On Tuesday a court in New Jersey threw out a case against prop trading firm My Forex Funds in a huge loss for the regulator, the Commodities and Futures Trading Commission (CFTC), which brought the legal action against the company in August 2023.
At the time, we wrote that My Forex Funds was toast. And indeed, it’s entirely plausible they would have been.
But that is not what has happened – why?
The CFTC messed up with My Forex Funds
The weird thing about the case is that it was not dismissed for anything to do with the prop operations that My Forex Funds was running. In fact, the judge overseeing the case acknowledged the evidence in this regard was strong enough to bring the case to court.
Instead, the problem was related to an asset freeze that the CFTC got enforced against My Forex Funds as part of its case.
The CFTC justified that request – which was granted – by saying that My Forex Funds would seek to move funds out of the US and prevent authorities from being able to access them.
One of the pieces of evidence it used to make that claim was that the company had transferred CAD 31.5m ($22.5m) to a personal account of Murtuza Kazmi, the owner of My Forex Funds.
That evidence was then used by the court to support an asset freeze on My Forex Funds accounts, as the CFTC argued it showed he had the potential and intent to move funds out of the US.
The CFTC’s claims about My Forex Funds’ payments were inaccurate
Unfortunately for the CFTC, the payments weren’t sent to Kazmi’s own account. They were sent to the Canadian tax authorities to pay My Forex Funds’ corporation tax for its entity in the country.
Not only that, but the CFTC had confirmation of this prior to the asset freeze going into play. In other words, they allowed the asset freeze to happen even though they should have known – and probably did know – that a key reason for its happening was based on a claim that was false.
To top that off, when the mistake came out in court proceedings, they were not forthcoming about it.
Rather than acknowledging it, they did something akin to ‘pork barrelling’ – they put it as a footnote in a larger document, which contained a bunch of other information, rather than putting it as a standalone piece of information.
Once that came out, the My Forex Funds lawyers were able to argue that the case should be dismissed.
The basic problem
In short, the CFTC at best unknowingly made an inaccurate claim to justify the asset freeze. At worst they just lied about it. Rather than quickly admitting they had done so, they continued to double down.
The testimony used to justify the asset freeze was based on inaccurate information, which the CFTC almost certainly knew was inaccurate.
When the opportunity to alert the court to this arose, they didn’t do it. Then in subsequent hearings, the CFTC representatives denied that they had known the information was false, despite strong evidence they did.

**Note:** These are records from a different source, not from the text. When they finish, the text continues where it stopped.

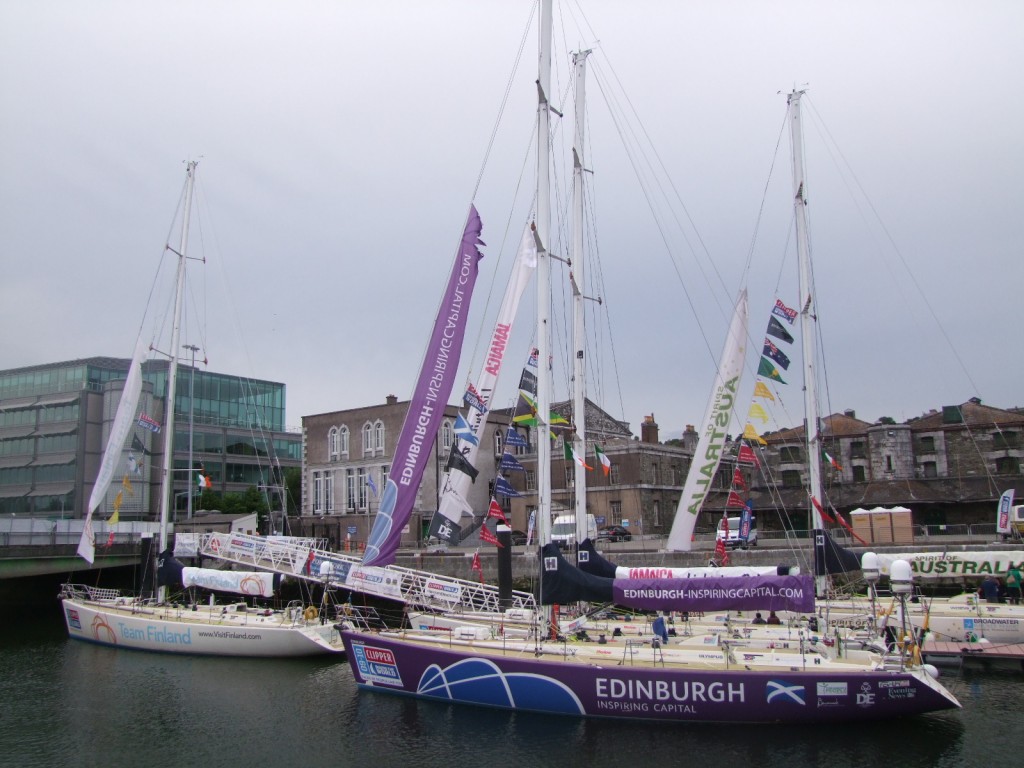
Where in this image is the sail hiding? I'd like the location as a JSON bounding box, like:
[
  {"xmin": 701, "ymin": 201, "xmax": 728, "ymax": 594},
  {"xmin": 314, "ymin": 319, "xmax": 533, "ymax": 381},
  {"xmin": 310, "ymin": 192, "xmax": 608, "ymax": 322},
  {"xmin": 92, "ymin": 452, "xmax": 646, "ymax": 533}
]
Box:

To top that off, when they finally did notify the court, they did so in a footnote as a part of wider submission to court.
Then when it was brought up in court, they said their initial claim had not been intended to be evidence of an attempt to move funds out of the country, even though it obviously was.
What is really dumb about all of this is that the asset freeze was fairly insignificant and of little consequence to the wider case. Had they not done this then there is a good chance they would have won the case!
My sense is that they thought they had such a good case that they didn’t really need to bother being diligent. Instead their one mistake meant My Forex Funds will get off Scot-free.